Seeking good deaths

Seeking good deaths

The idea of a good death may seem like an oxymoron.

But if you stop to think about it, it’s what we all wish for at the end of life. According to an article published in the British Medical Journal in 2000, there are 12 key principles to a good death. Among them are pain control, knowing when death is coming and retaining some control over what happens, and being afforded dignity and privacy in your final moments.

Not surprisingly, having the choice of where to die was also on the list. Although most people would prefer to die at home, this is not the reality for most patients. A new CIHI analysis shows that 63% of the 18,427 adult Atlantic Canadians who passed away in 2007–2008 died in hospital. Of those, approximately 59% received palliative care.

Health Care Use at the End of Life in Atlantic Canada found that this population spent more than 475,900 days in hospital—averaging about 26 days there in the last 360 days of their lives.

Data from Statistics Canada shows that in 2007, two-thirds (67%) of Canadians died in hospital.

Despite being the preferred location of most end-of-life patients, home may not always be the most appropriate place to die if sufficient support is not available to their caregivers.

Faced with an aging population, and what one Canadian senator deemed a looming palliative patient tsunami, we need to assess our health and social systems’ capacity to deal with future end-of-life care.

This is particularly true in Atlantic Canada, where residents are older than in other parts of the country. By 2031, seniors will comprise a quarter of the population. This will effectively see the wave hit the region 25 years ahead of the rest of the county.

Drawing on vital statistics and hospital administrative data, the intent of this report is to provide health program managers, ministry staff, policy-makers and others with information to help deliver the most appropriate end-of-life care for their residents.
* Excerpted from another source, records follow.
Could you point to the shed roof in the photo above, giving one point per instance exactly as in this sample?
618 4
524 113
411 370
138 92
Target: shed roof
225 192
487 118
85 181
Understanding where individuals die is important in planning and providing care at the end of life. Identifying patterns of hospital use and location of death can help to better tailor health care services for end-of-life patients.

"We wanted to spotlight end-of-life care in our region, as this essential health service is often overshadowed by the competing priorities of other acute health areas," says Terri Ann Brophy, Special Projects Lead in CIHI’s Atlantic office.

"We know that meeting the complex needs of these patients is a huge challenge for health planners and providers. And while death is our inevitable fate as humans, we hope this report provides information that helps ensure more of these are good deaths."